Кто мог, тот танцевал. Молодая студентка Мария фон Айнерн объясняла свой острый приступ жизнелюбия, удививший ее саму, крахом ее прежнего мира: «Тут многое сыграло свою роль – прежде всего подлинная личная свобода, которую нам дал рухнувший окружающий мир и которая обрушилась на нас щедрым дождем. В ней есть что-то магическое. Ты вдруг замечаешь в себе неслыханную общительность. Ты вдруг чувствуешь ответственность за самого себя – за каждую радость, но и за каждую ошибку, за каждый промах в этих джунглях смятения и растерянности, в которых твое драгоценное „я“ спотыкается на каждом шагу». Шок от крушения мира сменило осознание ответственности перед самим собой и глубокое чувство личной свободы. Студентку охватила какая-то сугубо положительно заряженная растерянность: «Мы, – писала она словно от имени целого поколения, – создаем вокруг себя атмосферу постоянной готовности повернуться лицом к странностям бытия и разобраться в них. Повсюду нас приветствует свобода». Так, например, нет больше никаких канонов в отношении одежды, говорит Мария, «просто потому, что ни у кого уже нет ничего отвечающего прежним „канонам“, – поистине это свобода неимущих и интеллигентов».[103]

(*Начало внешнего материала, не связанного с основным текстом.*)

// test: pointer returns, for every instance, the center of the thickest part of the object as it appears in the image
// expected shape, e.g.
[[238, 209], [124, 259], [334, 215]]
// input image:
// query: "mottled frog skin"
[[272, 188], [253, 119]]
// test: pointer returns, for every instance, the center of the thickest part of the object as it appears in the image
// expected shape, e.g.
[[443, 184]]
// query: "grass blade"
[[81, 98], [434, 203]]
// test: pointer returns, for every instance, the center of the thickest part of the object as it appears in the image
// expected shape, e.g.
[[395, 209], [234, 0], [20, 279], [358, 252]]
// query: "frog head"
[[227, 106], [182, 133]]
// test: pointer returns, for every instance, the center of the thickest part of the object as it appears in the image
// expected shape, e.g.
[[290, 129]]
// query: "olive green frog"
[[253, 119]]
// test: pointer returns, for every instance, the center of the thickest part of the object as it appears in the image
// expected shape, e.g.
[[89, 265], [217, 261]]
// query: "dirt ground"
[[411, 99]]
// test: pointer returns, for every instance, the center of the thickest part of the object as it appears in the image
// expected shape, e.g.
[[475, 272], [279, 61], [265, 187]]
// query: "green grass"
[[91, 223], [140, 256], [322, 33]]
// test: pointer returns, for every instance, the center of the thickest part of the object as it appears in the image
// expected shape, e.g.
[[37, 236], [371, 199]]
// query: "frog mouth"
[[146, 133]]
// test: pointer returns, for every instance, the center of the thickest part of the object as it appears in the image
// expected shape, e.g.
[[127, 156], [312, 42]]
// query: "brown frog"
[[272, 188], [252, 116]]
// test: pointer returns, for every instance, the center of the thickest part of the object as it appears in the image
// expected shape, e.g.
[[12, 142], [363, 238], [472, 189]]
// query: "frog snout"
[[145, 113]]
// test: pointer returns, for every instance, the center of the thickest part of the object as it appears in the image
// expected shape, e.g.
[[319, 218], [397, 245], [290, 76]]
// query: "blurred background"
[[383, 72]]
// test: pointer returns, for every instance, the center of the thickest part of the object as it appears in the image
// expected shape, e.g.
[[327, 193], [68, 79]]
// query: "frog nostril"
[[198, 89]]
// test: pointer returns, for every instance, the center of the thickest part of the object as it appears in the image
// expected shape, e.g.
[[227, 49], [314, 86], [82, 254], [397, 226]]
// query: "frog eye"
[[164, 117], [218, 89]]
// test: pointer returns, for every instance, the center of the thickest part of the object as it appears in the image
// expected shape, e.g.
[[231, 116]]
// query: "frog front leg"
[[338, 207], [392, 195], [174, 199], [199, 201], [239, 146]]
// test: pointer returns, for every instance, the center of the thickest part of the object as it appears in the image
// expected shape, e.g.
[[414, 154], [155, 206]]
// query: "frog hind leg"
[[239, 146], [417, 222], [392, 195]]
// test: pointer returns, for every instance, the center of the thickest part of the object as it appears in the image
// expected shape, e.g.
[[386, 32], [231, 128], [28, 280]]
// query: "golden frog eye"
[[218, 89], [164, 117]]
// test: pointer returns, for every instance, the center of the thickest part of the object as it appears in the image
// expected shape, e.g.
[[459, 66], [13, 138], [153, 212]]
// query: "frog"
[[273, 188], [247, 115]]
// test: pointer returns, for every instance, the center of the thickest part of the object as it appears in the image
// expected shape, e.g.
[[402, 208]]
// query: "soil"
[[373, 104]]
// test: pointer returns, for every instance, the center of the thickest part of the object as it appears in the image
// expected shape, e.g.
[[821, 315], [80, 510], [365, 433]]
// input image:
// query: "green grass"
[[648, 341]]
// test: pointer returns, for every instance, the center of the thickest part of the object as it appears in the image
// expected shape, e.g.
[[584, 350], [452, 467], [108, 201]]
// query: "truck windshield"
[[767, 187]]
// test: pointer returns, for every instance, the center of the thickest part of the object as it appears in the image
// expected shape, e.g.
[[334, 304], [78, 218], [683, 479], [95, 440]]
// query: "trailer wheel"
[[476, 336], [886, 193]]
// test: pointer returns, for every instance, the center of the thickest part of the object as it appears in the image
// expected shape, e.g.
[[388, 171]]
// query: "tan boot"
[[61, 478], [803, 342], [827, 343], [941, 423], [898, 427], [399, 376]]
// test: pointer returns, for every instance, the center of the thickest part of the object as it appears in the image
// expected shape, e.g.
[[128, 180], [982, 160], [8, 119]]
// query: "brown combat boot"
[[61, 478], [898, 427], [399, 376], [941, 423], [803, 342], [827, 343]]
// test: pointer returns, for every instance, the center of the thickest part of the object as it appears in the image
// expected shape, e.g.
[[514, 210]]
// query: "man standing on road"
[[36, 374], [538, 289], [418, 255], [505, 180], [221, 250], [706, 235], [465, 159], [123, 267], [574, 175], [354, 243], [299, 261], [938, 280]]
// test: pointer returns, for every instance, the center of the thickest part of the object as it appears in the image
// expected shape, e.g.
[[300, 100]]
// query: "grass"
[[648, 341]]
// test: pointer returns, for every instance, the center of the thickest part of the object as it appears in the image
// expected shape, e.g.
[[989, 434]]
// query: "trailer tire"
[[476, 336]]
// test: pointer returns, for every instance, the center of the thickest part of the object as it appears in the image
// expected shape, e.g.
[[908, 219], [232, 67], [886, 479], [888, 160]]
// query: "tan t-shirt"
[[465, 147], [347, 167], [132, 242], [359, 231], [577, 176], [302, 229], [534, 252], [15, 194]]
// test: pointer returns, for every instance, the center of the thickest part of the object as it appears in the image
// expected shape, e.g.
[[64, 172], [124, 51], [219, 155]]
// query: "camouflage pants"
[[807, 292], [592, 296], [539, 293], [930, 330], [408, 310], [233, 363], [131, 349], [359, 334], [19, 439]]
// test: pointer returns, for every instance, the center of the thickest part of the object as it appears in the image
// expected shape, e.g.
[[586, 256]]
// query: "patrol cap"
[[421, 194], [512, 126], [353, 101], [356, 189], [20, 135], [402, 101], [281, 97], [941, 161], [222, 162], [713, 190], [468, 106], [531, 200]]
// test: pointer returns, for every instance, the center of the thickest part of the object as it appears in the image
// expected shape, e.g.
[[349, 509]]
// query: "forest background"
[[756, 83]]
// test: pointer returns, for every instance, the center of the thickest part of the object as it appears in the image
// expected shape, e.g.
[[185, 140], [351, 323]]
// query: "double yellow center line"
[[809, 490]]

Вольфганг Борхерт писал в 1947 году: «Наше „юпхайди-юпхайда“ и наша музыка – это танец над зияющей бездной… Ибо наше сердце и наш мозг работают в том же горяче-холодном ритме – возбужденном, безумном, лихорадочном, разнузданном». На фото: танцы в «Hot Club», Мюнхен, 1951 год
Эта новая жажда жизни – отнюдь не привилегия образованных людей. «Неслыханная общительность», которую с удивлением заметила в себе Мария фон Айнерн, охватила широкие слои общества. В то время как одни отгородились от окружающего мира, замкнувшись в своем ожесточении, другие жадно заводили новые знакомства, приобретали новых друзей и начинали новые романы. Изгнанничество, депортация и эвакуация не только порождали враждебные чувства, но и пробуждали интерес к новым людям, местам и условиям. Распад семей наряду с горем и нуждой приносил кому-то освобождение от тягостных отношений. Границы между бедностью и богатством тоже стали менее непроницаемыми; подтвержденное горьким опытом сознание того, что можно в одночасье все потерять, и ощутимая близость вездесущей смерти сделали некогда важные различия несущественными. Говоря о «свободе неимущих и интеллигентов», Мария фон Айнерн имела в виду и это.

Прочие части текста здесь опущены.